Airbnb has asked a Cook County Judge to dismiss a lawsuit brought by the owner of a luxury high-rise apartment building in Chicago's Theater District, which argues Airbnb should pay because tenants are breaking their leases by using the short-term and vacation rental service to sublet their units.
In July, MDA City Apartments LLC filed suit in Cook County Circuit Court against Airbnb and another company, TempHomes Chicago, which the complaint said specializes in providing “temporary living and corporate housing.” The complaint indicates TempHomes holds several units in MDA City’s building, which it lists through Airbnb. MDA City said Airbnb should be made to pay for disrupting life in the building, as tenants continue to list rentals in that building, even though their leases and building rules prohibit them from renting their apartments through such services.
MDA City Apartments is in what its website describes as a “historic building” at 63 E. Lake St., at the corner of East Lake and North Wabash Avenue, “steps from the Chicago River and the famous Theater District,” in Chicago’s North Loop. According to an entry on Apartments.com, the building, renovated in 2003, offers 190 apartments, ranging from studios to three bedrooms. The units are listed for rent from about $1,600-$3,600 per month.

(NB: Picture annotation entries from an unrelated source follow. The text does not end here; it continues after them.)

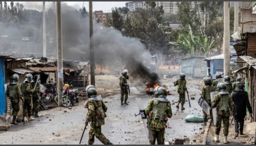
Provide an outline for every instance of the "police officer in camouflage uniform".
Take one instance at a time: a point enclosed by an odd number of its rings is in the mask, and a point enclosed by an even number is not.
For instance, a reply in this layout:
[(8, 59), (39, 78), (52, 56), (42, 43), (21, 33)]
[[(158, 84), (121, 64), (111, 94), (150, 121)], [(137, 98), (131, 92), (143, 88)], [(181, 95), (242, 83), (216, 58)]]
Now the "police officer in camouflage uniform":
[[(120, 82), (119, 85), (121, 89), (121, 105), (123, 105), (124, 103), (125, 105), (129, 105), (127, 103), (127, 99), (128, 99), (128, 85), (127, 84), (127, 79), (128, 79), (128, 70), (125, 69), (122, 73), (122, 75), (119, 78)], [(124, 103), (123, 103), (124, 101)]]
[(215, 74), (215, 78), (216, 78), (216, 79), (213, 81), (212, 85), (214, 88), (214, 90), (215, 91), (217, 91), (218, 90), (218, 89), (217, 88), (217, 84), (219, 83), (218, 82), (218, 79), (222, 78), (222, 77), (221, 76), (221, 74), (217, 73)]
[(6, 95), (9, 97), (11, 103), (11, 107), (13, 108), (12, 115), (13, 116), (12, 124), (17, 124), (17, 115), (20, 110), (20, 100), (21, 99), (22, 102), (24, 99), (21, 95), (20, 84), (18, 83), (19, 75), (14, 74), (11, 77), (11, 82), (7, 85), (6, 89)]
[[(211, 92), (214, 91), (213, 87), (212, 86), (212, 83), (211, 79), (209, 77), (206, 77), (204, 78), (204, 79), (205, 86), (203, 87), (202, 90), (202, 96), (203, 97), (204, 100), (207, 103), (208, 105), (210, 106), (211, 106)], [(207, 122), (208, 115), (203, 110), (204, 114), (204, 124), (206, 124)], [(211, 109), (210, 110), (210, 117), (211, 119), (213, 120), (212, 116), (212, 110)]]
[[(38, 75), (36, 75), (34, 76), (34, 79), (33, 81), (31, 83), (31, 86), (32, 88), (34, 88), (37, 81)], [(40, 101), (39, 100), (39, 92), (40, 90), (40, 79), (38, 79), (38, 81), (36, 87), (35, 88), (35, 92), (32, 94), (33, 99), (33, 114), (35, 115), (35, 117), (37, 117), (38, 116), (38, 110), (39, 110)]]
[(223, 121), (224, 144), (228, 143), (227, 137), (229, 127), (229, 117), (230, 115), (230, 109), (233, 112), (233, 116), (236, 115), (235, 105), (232, 100), (230, 94), (226, 91), (226, 86), (223, 83), (219, 83), (217, 85), (219, 94), (214, 97), (214, 100), (211, 103), (213, 108), (216, 108), (217, 112), (217, 123), (214, 137), (214, 141), (219, 142), (219, 135), (221, 127), (221, 121)]
[(172, 115), (170, 101), (166, 98), (167, 91), (164, 88), (157, 88), (156, 98), (151, 99), (145, 109), (146, 114), (149, 120), (149, 130), (153, 137), (150, 141), (151, 144), (155, 144), (156, 140), (158, 144), (164, 144), (165, 132), (167, 117)]
[(242, 78), (240, 77), (238, 77), (236, 78), (236, 81), (233, 83), (233, 90), (234, 91), (238, 89), (238, 85), (239, 84), (242, 84)]
[(228, 76), (225, 76), (224, 77), (224, 82), (227, 87), (227, 92), (231, 94), (232, 93), (233, 87), (232, 83), (230, 82), (230, 77)]
[(28, 116), (28, 120), (32, 121), (35, 118), (32, 117), (33, 108), (32, 94), (34, 92), (34, 89), (32, 88), (30, 82), (33, 81), (33, 76), (31, 74), (27, 74), (25, 76), (25, 80), (21, 83), (21, 93), (24, 97), (24, 121), (28, 121), (27, 117)]
[(96, 136), (104, 144), (113, 144), (101, 133), (101, 126), (105, 124), (104, 119), (107, 117), (105, 112), (107, 111), (108, 107), (101, 98), (97, 97), (97, 90), (93, 86), (89, 85), (85, 90), (89, 98), (85, 106), (88, 110), (85, 125), (88, 125), (89, 123), (91, 122), (88, 144), (93, 144), (94, 137)]
[(188, 91), (186, 87), (186, 84), (187, 81), (185, 79), (186, 75), (185, 74), (182, 73), (180, 74), (180, 79), (177, 80), (176, 82), (174, 82), (174, 86), (178, 85), (178, 93), (179, 94), (180, 96), (179, 97), (179, 100), (178, 101), (178, 104), (176, 106), (177, 108), (179, 108), (180, 103), (181, 103), (181, 110), (185, 110), (184, 108), (184, 104), (185, 103), (185, 92), (187, 92), (188, 94)]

In a motion filed Dec. 11, Airbnb alleged “MDA’s own allegations and admissions fatally undermine its claim,” noting TempHomes “expressly represented” it would sublease units at the time it executed primary lease agreements with MDA and also that a concierge working for MDA checked TempHomes guests in and out of the apartments.
According to Airbnb, MDA insists its cooperation did not waive its ability to enforce lease restrictions, but Airbnb said, although MDA might have claims against TempHomes, it has no grounds for tort claims against Airbnb.
The Cook County motion was filed a few weeks before Airbnb scored a victory in a similar matter in federal court in Los Angeles. U.S. District Judge Dolly Gee said in a Dec. 29 ruling the 1996 Communications Decency Act protects Airbnb and other online service providers from liability for user-posted content – in this instance, ads posted on Airbnb by tenants listing their apartments as available for short-term rental through the Airbnb program.
In arguing its Chicago case, Airbnb also said MDA’s case should end because it failed to allege Airbnb intended for tenants to breach their leases; that Airbnb secured a benefit that should have gone to MDA; that any actual trespassing occurred; and that short-term rentals do not meet the legal definition of private nuisance, especially when MDA markets its own furnished, short-term rentals in the same building.
“MDA alleges it is harmed by ‘the constant flow of unfamiliar faces’ at its property,” Airbnb stated, “but it has expressly authorized this activity by contracting with TempHomes and currently encouraging similar ‘furnished short-term rentals’ on the website it operates for the same building that is the subject of this litigation.”
Airbnb also invoked the CDA in its motion against MDA, saying the company’s choice to allege a failure to remove listings violated lease terms proves MDA targeted Airbnb as a publisher.
“Were MDA to succeed on any of its claims, Airbnb would be required to review and monitor listings to determine if they were in violation of MDA’s lease terms,” Airbnb said, explaining “the CDA does not permit liability based on editorial judgments like this.”
The California action involved Denver-based Apartment Investment & Management Co., or Aimco, which also is suing Airbnb in Florida and recently survived a motion to dismiss in that action.
MDA City Apartments is represented in the Chicago case by the law firm of Cozen O’Connor, of Chicago.
Representing Airbnb is Massey & Gail LLP, of Chicago.